Wien. Der Wandel im österreichischen Handel geht rapide voran. Dabei ist die Geschwindigkeit, mit der dieser Wechsel abläuft, die massivste Veränderung. Am stärksten davon betroffen ist die Modebranche mit Bekleidungs- und Schuhhandel. Die Zahl der Einzelhandelsgeschäfte ist in Österreich in den vergangenen zehn Jahren um 20 Prozent gesunken, viele Modegeschäfte waren vom stetigen Aderlass betroffen. Einen Hauptanteil dazu hat die Digitale Revolution beigetragen. Schon 2021 wird in Österreich knapp ein Fünftel der Bekleidung und ein Viertel aller Schuhe online gekauft werden, prognostizieren die Berater von Advicum. Laut ihrem aktuellen „Retail-Report“ steht das Omni-Channel-Zeitalter, in dem es zu einer vollständigen nahtlosen Vernetzung aller Einkaufskanäle kommt, direkt vor der Tür.
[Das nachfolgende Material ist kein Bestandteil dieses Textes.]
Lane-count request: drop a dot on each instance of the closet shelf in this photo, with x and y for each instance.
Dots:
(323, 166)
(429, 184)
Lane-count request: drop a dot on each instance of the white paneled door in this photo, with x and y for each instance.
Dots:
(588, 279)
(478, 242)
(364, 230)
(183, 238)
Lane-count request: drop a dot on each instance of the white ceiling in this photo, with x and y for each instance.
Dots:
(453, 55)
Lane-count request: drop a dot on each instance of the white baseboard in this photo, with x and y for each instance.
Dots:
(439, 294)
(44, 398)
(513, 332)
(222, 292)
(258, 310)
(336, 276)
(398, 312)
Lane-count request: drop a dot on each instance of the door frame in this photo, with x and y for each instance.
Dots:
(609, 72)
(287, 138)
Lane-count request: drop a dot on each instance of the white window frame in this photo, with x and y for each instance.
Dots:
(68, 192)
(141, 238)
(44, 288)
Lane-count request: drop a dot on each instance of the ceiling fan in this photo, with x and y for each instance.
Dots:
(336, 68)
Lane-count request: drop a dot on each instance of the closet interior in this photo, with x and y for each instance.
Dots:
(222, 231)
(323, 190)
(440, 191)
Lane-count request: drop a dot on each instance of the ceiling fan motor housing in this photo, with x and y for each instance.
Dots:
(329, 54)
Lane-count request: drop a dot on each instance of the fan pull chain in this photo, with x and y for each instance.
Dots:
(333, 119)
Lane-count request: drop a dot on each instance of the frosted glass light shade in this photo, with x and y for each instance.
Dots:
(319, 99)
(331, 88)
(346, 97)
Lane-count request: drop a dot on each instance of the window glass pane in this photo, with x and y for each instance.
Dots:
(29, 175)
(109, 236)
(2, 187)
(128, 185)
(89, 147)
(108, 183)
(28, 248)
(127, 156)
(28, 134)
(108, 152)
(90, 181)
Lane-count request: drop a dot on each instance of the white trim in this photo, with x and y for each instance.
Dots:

Zudem werden die Konsumenten immer unberechenbarer, ihr Verhalten werde immer wechselhafter und preissensibler, erklärt Andreas Kornberger, Associate Partner bei Advicum. Er beschreibt Marken- und Händlertreue als Phänomene aus vergangenen glorreichen Einzelhandelszeiten. Die Konsumenten, die von ihrem verfügbaren Einkommen etwa 1250 Euro pro Jahr in neue Kleider, Hosen, Pullis und Schuhe investieren, werden immer hybrider. 15-Euro-Sneaker zum 500-Euro-Anzug getragen stellen keine Seltenheit mehr dar. Der Kunde lasse sich nicht mehr klassisch einer einzigen Zielgruppe zuordnen. Laut einer Imas-Studie ist mittlerweile die Markentreue der Österreicher bei alkoholischen Getränken und Tiefkühlprodukten höher als bei Bekleidung und Schuhen.

Bevölkerung wächst

Es gibt aber auch eine gute Nachricht für die Händler. Die österreichische Bevölkerung wächst, was einen potenziell größeren Absatzmarkt bedeutet. Wertmäßig sollen laut Statista die jährlichen Umsätze für Bekleidung um durchschnittlich 1,7 Prozent zulegen, für Schuhe um 1,3 Prozent. Den größten Teil davon werden jene Unternehmen ergattern, die schnell auf die veränderten Bedingungen reagieren, unabhängig davon ob off- oder online. Das habe auch nichts mit der Unternehmensgröße zu tun, weiß Kornberger, auch wenn Konzerne oft mit schwer manövrierbaren Tankern verglichen werden.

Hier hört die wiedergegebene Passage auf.